200 Milyar dolarlık geliri olan GM, yeni fırsatlar arıyordu. 1990'larda araba sahipleri ile sürekli bir ilişki geliştirmek için Onstar firmasını kurdular. Kasıtlı ve acil stratejiler sürecini dengelemek için çok çalıştılar.
Neyin işe yarayıp neyin yaramadığını anlamak, onları test etmek, sorunlardan ve başarılardan kaynaklanan beklenmedik fırsatları değerlendirmek gerekir.
Bu noktada kasıtlı ve acil strateji olarak iki kavramdan bahsetmek mümkün.
Kasıtlı strateji bilinçli bir eyleme geçme halidir. Pazar büyümesi, segment büyüklüğü, müşteri ihtiyaçları, rakiplere göre SOWT analizleri, teknoloji yörüngeleri hakkında ince analizlerden oluşur ve yukarıdan aşağıya uygulanır.
Kazanan net bir stratejinin belirlenmesini durumunda, etkili uygulama sizi başarıya götürür.
Strateji tüm paydaşların (çalışanlar, yönetim, iş ortakları) dünyaya kendi bağlamlarından anlamlı geldiğinde tüm ekipler uyumlu ve tutarlı bir şekilde hareket edeceklerdir.
Acil stratejiler, kuruluşun içerisinden çıkan insiyatiflerden kaynaklanan planlanmamış eylemlerdir. Orta düzey yöneticiler, mühendisler, satış, finans tarafından verilen anlık yeniliklerin v e günlük önceliklendirme ve yatırım kararlarından çıkar.

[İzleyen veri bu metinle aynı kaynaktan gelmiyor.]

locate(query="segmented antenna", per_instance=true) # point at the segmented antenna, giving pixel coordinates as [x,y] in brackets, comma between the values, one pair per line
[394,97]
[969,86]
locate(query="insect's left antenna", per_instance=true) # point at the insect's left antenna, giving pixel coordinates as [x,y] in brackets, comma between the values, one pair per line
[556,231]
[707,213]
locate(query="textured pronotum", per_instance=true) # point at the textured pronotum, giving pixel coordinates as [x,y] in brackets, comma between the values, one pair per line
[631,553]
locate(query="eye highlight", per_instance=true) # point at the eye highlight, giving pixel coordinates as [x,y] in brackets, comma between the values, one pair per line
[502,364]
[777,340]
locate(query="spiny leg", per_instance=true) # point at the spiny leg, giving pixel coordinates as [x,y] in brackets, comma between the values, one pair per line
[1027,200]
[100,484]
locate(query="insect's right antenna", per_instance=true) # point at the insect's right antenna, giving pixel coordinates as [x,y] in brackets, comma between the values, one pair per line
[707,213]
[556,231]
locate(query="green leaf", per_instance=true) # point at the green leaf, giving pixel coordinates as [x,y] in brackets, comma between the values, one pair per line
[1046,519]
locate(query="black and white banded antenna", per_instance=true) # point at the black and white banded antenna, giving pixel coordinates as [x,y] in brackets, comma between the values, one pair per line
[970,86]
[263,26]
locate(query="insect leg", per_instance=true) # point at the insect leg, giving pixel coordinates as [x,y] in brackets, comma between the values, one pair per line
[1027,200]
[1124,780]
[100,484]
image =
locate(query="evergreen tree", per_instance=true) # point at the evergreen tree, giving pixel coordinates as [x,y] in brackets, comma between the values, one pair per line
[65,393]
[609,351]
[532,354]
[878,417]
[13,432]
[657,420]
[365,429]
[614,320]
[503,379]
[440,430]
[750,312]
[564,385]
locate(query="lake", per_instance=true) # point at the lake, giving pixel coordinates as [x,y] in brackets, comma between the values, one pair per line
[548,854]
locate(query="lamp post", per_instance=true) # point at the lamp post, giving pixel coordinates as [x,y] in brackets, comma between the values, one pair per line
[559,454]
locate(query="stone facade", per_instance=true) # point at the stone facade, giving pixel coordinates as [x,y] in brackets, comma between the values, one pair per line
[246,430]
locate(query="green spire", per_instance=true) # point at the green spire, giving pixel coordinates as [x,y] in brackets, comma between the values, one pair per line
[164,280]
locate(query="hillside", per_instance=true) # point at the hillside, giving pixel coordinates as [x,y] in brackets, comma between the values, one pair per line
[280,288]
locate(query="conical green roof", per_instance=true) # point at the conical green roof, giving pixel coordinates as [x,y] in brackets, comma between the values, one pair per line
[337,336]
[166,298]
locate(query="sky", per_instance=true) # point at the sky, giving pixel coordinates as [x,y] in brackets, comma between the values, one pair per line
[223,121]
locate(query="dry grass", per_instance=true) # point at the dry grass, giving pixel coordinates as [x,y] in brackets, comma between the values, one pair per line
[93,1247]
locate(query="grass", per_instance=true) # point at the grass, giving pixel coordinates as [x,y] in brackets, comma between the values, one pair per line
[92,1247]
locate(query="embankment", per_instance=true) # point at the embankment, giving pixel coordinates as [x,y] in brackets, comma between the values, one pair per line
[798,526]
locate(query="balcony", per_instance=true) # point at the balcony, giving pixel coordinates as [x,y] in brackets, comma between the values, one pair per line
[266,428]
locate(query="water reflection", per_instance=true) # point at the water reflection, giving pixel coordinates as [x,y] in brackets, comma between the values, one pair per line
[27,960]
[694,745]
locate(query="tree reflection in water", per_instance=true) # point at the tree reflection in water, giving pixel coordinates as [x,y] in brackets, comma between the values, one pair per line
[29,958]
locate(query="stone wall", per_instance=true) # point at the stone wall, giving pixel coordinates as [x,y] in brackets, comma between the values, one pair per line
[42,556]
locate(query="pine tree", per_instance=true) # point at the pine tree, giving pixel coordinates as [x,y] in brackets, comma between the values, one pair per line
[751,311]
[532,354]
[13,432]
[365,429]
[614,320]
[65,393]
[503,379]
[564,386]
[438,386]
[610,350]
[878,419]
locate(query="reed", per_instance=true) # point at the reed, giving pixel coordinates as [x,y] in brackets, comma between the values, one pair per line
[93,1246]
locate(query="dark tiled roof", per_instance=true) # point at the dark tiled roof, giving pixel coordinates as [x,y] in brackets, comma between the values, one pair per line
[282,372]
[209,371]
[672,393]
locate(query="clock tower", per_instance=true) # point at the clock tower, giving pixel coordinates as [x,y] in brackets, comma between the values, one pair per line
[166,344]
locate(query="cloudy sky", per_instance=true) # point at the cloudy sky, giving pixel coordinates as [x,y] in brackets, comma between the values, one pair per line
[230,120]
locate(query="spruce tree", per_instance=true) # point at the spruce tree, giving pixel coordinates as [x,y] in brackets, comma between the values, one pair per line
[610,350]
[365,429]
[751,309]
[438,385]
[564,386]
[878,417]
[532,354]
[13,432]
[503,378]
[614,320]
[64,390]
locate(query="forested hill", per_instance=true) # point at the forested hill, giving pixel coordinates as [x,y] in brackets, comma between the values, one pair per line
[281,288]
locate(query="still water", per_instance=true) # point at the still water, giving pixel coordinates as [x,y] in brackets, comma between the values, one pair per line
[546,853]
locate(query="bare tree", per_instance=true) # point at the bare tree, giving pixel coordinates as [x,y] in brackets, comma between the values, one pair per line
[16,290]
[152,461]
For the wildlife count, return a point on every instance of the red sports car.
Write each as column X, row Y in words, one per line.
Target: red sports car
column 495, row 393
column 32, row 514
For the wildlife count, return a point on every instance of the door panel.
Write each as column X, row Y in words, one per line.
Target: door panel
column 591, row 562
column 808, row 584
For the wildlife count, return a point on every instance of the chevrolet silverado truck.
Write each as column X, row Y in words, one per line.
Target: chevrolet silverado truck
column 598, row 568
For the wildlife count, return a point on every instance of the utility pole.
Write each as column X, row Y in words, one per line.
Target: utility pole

Bugünün belirsizlik ortamında geleceği tahmin etmek ve okumak gerçekten güç. Doğru stratejilerin ne olduğunu net olarak algılamak zorluklar içeriyor. Bu durum, şirketlerin ve ürünün ilk aşamalarında veya rekabet ortamının değiştiği zamanlarda olur. Çalışanların yeni fikirleri ortaya çıkartmak ve yükseltmek için yetkilendirilmiş olması, açık iletişim ve geri bildirim ortamında çalışabilecek bir stratejidir.